Yang argued that Taiwan’s high trade surplus with the US, one of the US Treasury’s three currency-manipulation criteria, is due to strong demand from American companies for semiconductors, rather than any perceived unfair advantage Taiwan gained from its currency intervention.
“If they want to reduce our trade surplus with them, then we could just stop selling them our chips,” he joked to lawmakers. “But they need them!”
Taiwan stepped up its intervention in markets in the second half of last year as it tried to stop the local dollar from strengthening on the back of the booming economy and trade. Although being listed as a manipulator by the US has no immediate or specific consequences, Yang said the central bank will discuss its interventions and trade surplus with Treasury officials.
The central bank’s net currency purchases surged more than 600 percent to $39.1 billion last year, according to the report Yang delivered to lawmakers. That equals 5.8 percent of the island’s gross domestic product, according to Bloomberg calculations, well above the Treasury’s 2 percent threshold. In 2019, the central bank reported net purchases of $5.5 billion.
Yang noted that capital inflows had slowed since mid-January. The central bank reported conducting what it calls currency “smoothing” operations in January but not in February, according to earlier statements.
The Treasury Department has three criteria for listing an economy as a currency manipulator: a current-account surplus equivalent to 2 percent of GDP, a bilateral trade surplus of at least $20 billion and “persistent, one-sided” foreign-exchange interventions worth at least 2 percent of GDP.
Taiwan was added to the currency watch list in the latest US report in December but wasn’t listed a currency manipulator.
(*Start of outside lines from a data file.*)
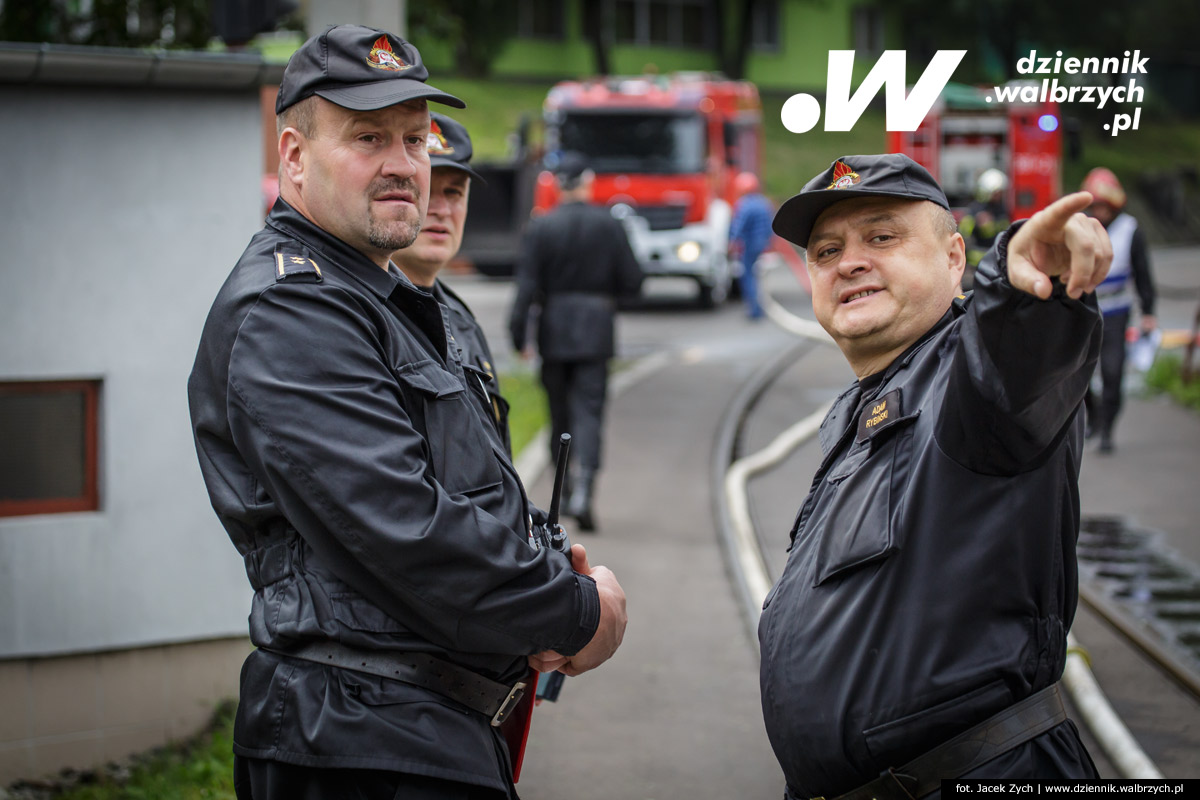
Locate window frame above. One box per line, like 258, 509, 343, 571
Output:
0, 380, 101, 519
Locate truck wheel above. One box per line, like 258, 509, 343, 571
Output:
697, 283, 730, 308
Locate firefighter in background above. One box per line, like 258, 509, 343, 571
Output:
959, 168, 1013, 289
509, 152, 643, 531
730, 173, 775, 319
1081, 167, 1158, 453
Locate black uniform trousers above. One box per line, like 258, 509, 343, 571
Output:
233, 756, 506, 800
1087, 311, 1129, 437
541, 359, 608, 473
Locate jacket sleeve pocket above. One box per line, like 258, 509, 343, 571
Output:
812, 414, 918, 587
397, 361, 503, 494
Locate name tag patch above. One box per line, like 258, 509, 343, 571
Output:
854, 389, 904, 444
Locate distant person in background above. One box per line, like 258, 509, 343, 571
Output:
1082, 167, 1158, 453
509, 152, 643, 530
959, 168, 1013, 289
730, 173, 775, 319
391, 112, 512, 455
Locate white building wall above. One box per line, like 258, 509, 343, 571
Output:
0, 84, 263, 658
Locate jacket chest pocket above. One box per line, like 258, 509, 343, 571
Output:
397, 361, 503, 494
812, 414, 918, 587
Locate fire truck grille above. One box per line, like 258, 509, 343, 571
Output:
634, 205, 688, 230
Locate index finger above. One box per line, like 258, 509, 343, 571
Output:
1028, 192, 1092, 236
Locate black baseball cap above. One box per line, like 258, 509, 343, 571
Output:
275, 25, 467, 114
426, 112, 487, 186
772, 152, 950, 247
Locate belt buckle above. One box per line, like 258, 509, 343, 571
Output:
492, 680, 528, 728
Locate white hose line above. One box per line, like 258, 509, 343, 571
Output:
758, 281, 833, 344
1062, 633, 1163, 780
725, 401, 833, 608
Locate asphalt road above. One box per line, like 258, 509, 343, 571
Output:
450, 245, 1200, 800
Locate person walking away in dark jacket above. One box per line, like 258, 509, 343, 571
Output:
509, 152, 643, 530
959, 167, 1013, 289
758, 155, 1111, 800
187, 25, 625, 800
1082, 167, 1158, 453
730, 173, 774, 319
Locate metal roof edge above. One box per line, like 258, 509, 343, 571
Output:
0, 42, 284, 91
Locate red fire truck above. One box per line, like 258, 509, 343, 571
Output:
534, 73, 762, 307
888, 84, 1062, 219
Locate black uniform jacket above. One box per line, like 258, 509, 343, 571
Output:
758, 227, 1100, 798
431, 281, 512, 456
509, 203, 643, 361
188, 200, 599, 790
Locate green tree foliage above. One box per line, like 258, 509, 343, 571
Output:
408, 0, 516, 77
0, 0, 211, 49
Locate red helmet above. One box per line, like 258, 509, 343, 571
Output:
1080, 167, 1126, 209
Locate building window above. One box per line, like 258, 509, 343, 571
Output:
853, 6, 883, 55
750, 0, 780, 50
613, 0, 713, 48
0, 380, 100, 517
517, 0, 566, 41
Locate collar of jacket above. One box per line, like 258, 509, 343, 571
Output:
818, 291, 972, 457
876, 291, 971, 390
266, 198, 427, 300
266, 198, 457, 363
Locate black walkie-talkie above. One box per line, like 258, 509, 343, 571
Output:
542, 433, 571, 553
538, 433, 571, 703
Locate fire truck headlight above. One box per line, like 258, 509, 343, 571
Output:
676, 241, 701, 264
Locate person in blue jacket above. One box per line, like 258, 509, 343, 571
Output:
730, 173, 774, 319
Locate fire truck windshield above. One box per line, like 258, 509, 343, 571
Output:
558, 109, 704, 174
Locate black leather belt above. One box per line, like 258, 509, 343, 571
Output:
260, 642, 528, 727
833, 684, 1067, 800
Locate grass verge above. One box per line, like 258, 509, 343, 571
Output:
500, 366, 550, 456
1146, 353, 1200, 411
50, 702, 235, 800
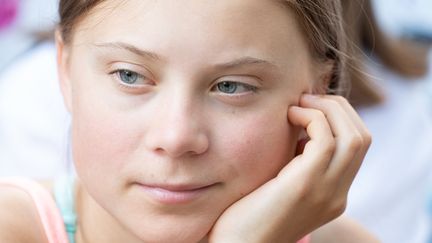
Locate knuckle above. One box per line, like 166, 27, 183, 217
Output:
312, 110, 326, 120
363, 131, 372, 146
323, 139, 337, 158
329, 198, 347, 218
333, 95, 349, 104
347, 133, 364, 150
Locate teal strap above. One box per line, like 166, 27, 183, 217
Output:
54, 176, 77, 243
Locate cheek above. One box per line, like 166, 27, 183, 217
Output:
72, 96, 139, 180
218, 109, 297, 195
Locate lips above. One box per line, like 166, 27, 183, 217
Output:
139, 184, 216, 205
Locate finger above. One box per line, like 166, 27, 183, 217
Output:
288, 106, 335, 173
300, 95, 363, 179
324, 95, 372, 144
324, 95, 372, 193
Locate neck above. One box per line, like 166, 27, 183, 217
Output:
76, 182, 142, 243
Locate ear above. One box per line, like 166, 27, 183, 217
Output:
312, 61, 334, 94
55, 30, 72, 112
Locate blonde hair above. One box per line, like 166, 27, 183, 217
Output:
59, 0, 348, 94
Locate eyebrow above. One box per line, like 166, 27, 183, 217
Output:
94, 42, 162, 61
94, 42, 278, 69
215, 56, 277, 69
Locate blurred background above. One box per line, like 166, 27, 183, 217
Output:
0, 0, 432, 243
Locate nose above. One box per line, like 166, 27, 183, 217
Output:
145, 91, 209, 158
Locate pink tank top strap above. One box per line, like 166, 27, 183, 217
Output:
297, 235, 310, 243
0, 178, 68, 243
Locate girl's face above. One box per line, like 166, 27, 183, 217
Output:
59, 0, 319, 242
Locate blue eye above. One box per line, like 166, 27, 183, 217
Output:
117, 70, 141, 84
217, 81, 237, 94
215, 81, 257, 94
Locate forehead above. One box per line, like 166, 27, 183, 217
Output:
74, 0, 307, 68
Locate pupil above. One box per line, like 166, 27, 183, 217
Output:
218, 82, 237, 94
120, 71, 138, 84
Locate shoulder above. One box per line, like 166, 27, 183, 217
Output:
0, 184, 47, 243
311, 216, 380, 243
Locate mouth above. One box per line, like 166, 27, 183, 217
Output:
138, 183, 217, 205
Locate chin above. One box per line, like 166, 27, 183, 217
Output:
129, 215, 215, 243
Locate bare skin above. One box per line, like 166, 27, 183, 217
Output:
0, 0, 378, 243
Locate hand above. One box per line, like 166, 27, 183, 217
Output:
209, 95, 371, 242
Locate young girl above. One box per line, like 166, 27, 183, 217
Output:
0, 0, 374, 243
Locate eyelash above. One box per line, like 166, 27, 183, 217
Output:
109, 68, 151, 89
109, 68, 259, 98
212, 80, 259, 97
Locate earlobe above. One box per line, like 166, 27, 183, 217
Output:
55, 30, 72, 112
312, 61, 334, 94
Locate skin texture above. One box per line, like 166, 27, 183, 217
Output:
57, 0, 370, 242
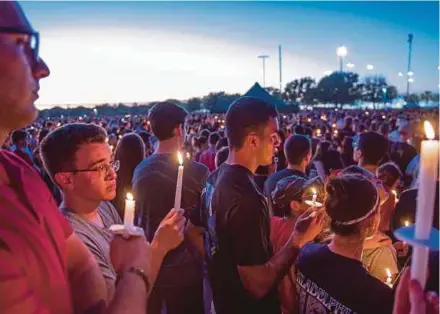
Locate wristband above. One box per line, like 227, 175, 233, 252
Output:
116, 267, 150, 293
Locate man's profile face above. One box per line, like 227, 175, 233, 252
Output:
0, 1, 49, 131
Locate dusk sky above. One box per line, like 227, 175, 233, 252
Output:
22, 1, 439, 108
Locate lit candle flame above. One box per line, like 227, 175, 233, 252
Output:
424, 121, 435, 140
385, 268, 391, 278
177, 152, 183, 166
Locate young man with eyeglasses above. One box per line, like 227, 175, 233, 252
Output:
0, 1, 181, 314
40, 123, 183, 299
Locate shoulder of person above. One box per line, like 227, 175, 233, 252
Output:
188, 160, 209, 177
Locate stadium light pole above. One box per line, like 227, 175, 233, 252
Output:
336, 45, 348, 72
257, 55, 269, 88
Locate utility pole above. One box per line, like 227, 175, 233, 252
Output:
406, 34, 414, 100
278, 45, 283, 95
258, 55, 269, 88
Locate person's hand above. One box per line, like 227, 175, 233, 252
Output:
110, 235, 150, 273
393, 267, 439, 314
364, 232, 393, 250
151, 208, 186, 254
393, 241, 409, 257
292, 208, 325, 248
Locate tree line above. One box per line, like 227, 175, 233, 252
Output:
40, 72, 439, 118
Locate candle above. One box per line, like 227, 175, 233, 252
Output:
124, 193, 135, 227
174, 152, 183, 209
312, 188, 318, 207
411, 121, 439, 288
385, 268, 393, 288
391, 190, 399, 204
305, 188, 322, 208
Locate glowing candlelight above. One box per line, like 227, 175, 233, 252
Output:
174, 152, 183, 209
305, 188, 322, 208
391, 190, 399, 204
385, 268, 393, 288
124, 193, 135, 227
411, 121, 439, 288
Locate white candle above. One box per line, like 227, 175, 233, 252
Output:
312, 188, 318, 207
411, 121, 439, 287
124, 193, 135, 227
391, 190, 399, 204
385, 268, 393, 288
174, 152, 183, 209
304, 188, 322, 208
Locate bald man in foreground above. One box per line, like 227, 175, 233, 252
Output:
0, 1, 184, 314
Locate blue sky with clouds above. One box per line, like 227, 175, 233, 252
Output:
22, 1, 439, 106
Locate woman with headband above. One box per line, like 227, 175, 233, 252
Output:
296, 175, 393, 314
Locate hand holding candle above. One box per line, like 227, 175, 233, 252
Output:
305, 188, 322, 208
411, 121, 439, 288
124, 193, 135, 227
385, 268, 393, 288
174, 152, 183, 210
The US Treasury cited the “persistently large” current account surplus of 10.9 percent of GDP in the year to June and a $25 billion trade surplus with the US as reasons for being added to the watchlist.
Taiwan’s position in all three categories declined last year, with its current-account surplus widening to 14.1 percent of GDP and its trade surplus with US reaching $29.9 billion. Being designated a currency manipulator requires the US to engage with the perceived offender to address the imbalance.